Pei Xing, don’t listen, this is a negative comment.
"Not tired, Master Cao; I just couldn’t find the feeling earlier," Qin Huai explained, "Holding the knife felt off, cutting like this felt wrong, applying force like that felt wrong, and I adjusted several times before it felt comfortable."
"You haven’t practiced enough to form muscle memory, which is why you feel uncomfortable here, awkward there," Cao Guixiang laughed, "Many beginners have this issue, always wanting to get things right in one go, unaware that some things rely on comprehension, some on practice, and some on both comprehension and practice."
"Xiao Qin, the last time you told me that often you can’t teach people clearly, you think it’s about the feeling, the strength, doesn’t this relate to why you can’t articulate specific adjectives?"
"Things that rely on comprehension can’t be taught."
"Take knife skills as an example. Last time you asked me how long you needed to keep slicing radishes, and I didn’t know. You asked what state the radishes needed to be cut into to be considered good, and I couldn’t say."
"Slicing radish thin like a cicada’s wing and translucent counts as good, right? Of course."
"Achieving uniform thickness and length in radish strips, spreading them out and piecing them back into a whole radish counts too, I think."
"Cutting them into tiny square pieces, stackable like building blocks counts, doesn’t it? That doesn’t seem to be an issue."
"But is practicing knife skills really just about achieving those? Do meat chefs practice knife skills just to cut beautiful radish slices, neat radish strips, or nice radish cubes? Can machines not accomplish these tasks? If machines can easily do this, why would a chef spend years or even decades, exhausting themselves early and late, day in and day out practicing knife skills?"
"Because machines are inflexible, but food is alive."
"When you truly make a dish, when your skills are honed and your intuition sharp, you’ll know what ingredients you need. You’ll know the precise thickness of radish slices, the length of radish strips, and the size of radish cubes needed."
"Once you’ve reached a sufficient level, you’ll genuinely realize the importance of basic knife skills for both meat and pastry chefs.
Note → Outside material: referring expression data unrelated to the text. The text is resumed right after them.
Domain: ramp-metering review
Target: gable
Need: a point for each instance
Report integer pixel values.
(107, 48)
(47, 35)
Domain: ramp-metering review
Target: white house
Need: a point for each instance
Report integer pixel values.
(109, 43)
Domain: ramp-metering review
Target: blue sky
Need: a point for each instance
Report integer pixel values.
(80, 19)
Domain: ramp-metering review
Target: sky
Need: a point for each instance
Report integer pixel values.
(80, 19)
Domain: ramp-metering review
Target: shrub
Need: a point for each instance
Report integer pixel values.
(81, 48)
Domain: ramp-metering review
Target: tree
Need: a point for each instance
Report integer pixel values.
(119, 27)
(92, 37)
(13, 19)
Though you’re just starting to practice knife skills, you already understand their importance, which is why you specifically choose assistants with good knife skills."
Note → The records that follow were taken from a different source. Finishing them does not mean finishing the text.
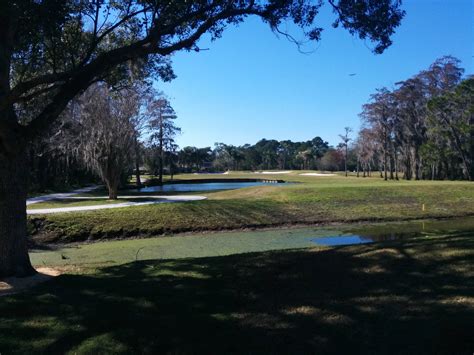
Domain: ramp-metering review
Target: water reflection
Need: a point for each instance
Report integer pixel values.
(210, 186)
(370, 233)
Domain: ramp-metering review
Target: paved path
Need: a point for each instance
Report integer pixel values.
(317, 174)
(59, 196)
(161, 199)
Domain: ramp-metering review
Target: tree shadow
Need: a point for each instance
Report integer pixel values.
(413, 296)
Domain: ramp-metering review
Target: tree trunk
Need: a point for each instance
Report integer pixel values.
(14, 259)
(113, 191)
(137, 164)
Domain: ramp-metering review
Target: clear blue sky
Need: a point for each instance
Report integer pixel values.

"Sometimes not being able to articulate something and just saying ’it’s about the feeling’ isn’t a bad thing. Being able to express the word ’feeling’ means you’ve felt it. For someone who doesn’t understand it, it just means they haven’t grasped the feeling they need to. There are many master chefs who don’t know how to teach apprentices, and even more who lack the words to do so. When I was learning, some could only keep pushing apprentices to practice without explanation, but they were all undoubtedly great masters."